我在一个文件夹中有多个csv文件。我必须读取每个文件的columnheader和前两行,并将输出在csv文件中以格式行写入列。
Example:
FileName: Test1.csv
ID ProductName
1 ABC
2 AA
3 CC
10 Q
11 s
FileName: Test2.csv
Code Description
A AAAA
B BBBB
C CCCC
D DDDD
Required Outfile format:
Outputfile.csv
FileName Column Row1 Row2
Test1.csv Id 1 2
Test1.csv ProductName ABC AA
Test2.csv Code A B
Test2.csv Description AAAA BBBB
with open(full_file_path,'r') as f_input:
try:
columninfo = f_input.readline()
row_1 = next(f_input)
row_2 = next(f_input)
filedata = columninfo +';'+ row_1 +';'+ row_2
output = file +';'+ moddate +';'+ str(file_size) +';'+ file_delim +';'+ filedata
outputfinal = full_file_path +';'+ output + '\n'
ofile.write(outputfinal)
f_input.close()
except:
pass
答案 0 :(得分:0)
以下方法应该有效。它使用;
作为输出分隔符,并使用csv.Sniffer
自动确定用于每个源文件的分隔符:
from datetime import datetime
import itertools
import csv
import sys
import os
script, path, output = sys.argv
with open(output, 'wb') as f_output:
csv_output = csv.writer(f_output, delimiter=';')
csv_output.writerow(['FolderFilePath', 'FileName', 'ModifiedDate', 'FileSize', 'Delimiter', 'Columns'])

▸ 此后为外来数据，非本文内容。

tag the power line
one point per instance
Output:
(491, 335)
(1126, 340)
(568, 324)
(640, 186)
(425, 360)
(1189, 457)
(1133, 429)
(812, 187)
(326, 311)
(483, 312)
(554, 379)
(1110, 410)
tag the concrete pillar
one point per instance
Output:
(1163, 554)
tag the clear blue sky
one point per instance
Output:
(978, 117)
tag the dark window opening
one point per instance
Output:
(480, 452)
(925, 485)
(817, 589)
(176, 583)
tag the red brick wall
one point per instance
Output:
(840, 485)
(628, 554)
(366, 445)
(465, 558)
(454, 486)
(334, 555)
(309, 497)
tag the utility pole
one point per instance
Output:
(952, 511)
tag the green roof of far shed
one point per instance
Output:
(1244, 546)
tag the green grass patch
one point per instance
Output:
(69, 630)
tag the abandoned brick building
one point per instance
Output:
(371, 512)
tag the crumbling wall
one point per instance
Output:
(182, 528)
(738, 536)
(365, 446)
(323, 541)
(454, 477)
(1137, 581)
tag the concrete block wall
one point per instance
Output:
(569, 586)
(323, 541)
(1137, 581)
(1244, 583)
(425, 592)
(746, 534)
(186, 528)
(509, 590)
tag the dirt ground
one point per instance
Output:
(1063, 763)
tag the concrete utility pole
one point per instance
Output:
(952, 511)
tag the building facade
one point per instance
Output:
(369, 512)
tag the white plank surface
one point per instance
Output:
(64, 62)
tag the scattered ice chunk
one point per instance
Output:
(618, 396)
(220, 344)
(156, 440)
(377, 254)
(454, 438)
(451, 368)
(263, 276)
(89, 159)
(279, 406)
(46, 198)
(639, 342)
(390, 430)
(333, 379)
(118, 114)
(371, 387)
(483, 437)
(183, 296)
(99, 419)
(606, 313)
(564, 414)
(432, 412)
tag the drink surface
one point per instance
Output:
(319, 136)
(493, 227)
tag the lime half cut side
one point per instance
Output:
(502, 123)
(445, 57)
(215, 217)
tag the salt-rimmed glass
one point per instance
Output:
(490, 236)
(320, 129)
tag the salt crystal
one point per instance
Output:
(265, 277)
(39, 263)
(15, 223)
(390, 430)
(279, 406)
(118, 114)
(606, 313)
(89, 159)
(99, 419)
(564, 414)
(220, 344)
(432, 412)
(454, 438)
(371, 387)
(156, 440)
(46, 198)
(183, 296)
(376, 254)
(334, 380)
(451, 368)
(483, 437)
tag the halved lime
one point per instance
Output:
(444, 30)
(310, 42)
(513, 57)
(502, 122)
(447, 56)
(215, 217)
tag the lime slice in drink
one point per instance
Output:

for root, folders, files in os.walk(path):
for file in files:
full_file_path = os.path.join(root, file)
file_size = os.path.getsize(full_file_path)
mod_date = datetime.fromtimestamp(os.path.getmtime(full_file_path)).strftime('%Y %m %d')
start_cols = [full_file_path, file, mod_date, file_size]
with open(full_file_path, 'rb') as f_csv:
try:
dialect = csv.Sniffer().sniff(f_csv.read(1024))
start_cols.append(dialect.delimiter)
f_csv.seek(0)
csv_input = csv.reader(f_csv, dialect)
for row in itertools.izip(*itertools.islice(csv_input, 3)):
csv_output.writerow(start_cols + list(row))
except csv.Error:
csv_output.writerow(start_cols + ["Unknown delimiter"])
这将为您提供以下输出CSV文件:
FolderFilePath;FileName;ModifiedDate;FileSize;Delimiter;Columns
c:\My Folder\Test1.csv;Test1.csv;2017 01 09;45;,;ID;1;2
c:\My Folder\Test1.csv;Test1.csv;2017 01 09;45;,;ProductName;ABC;AA
c:\My Folder\Test2.csv;Test2.csv;2017 01 09;48;,;Code;A;B
c:\My Folder\Test2.csv;Test2.csv;2017 01 09;48;,;Description;AAAA;BBBB
Python的csv
模块用于将Python列表自动转换为CSV行。它为您添加了所有必要的分隔符。如果任何条目包含分隔符,它还会自动在其周围添加引号。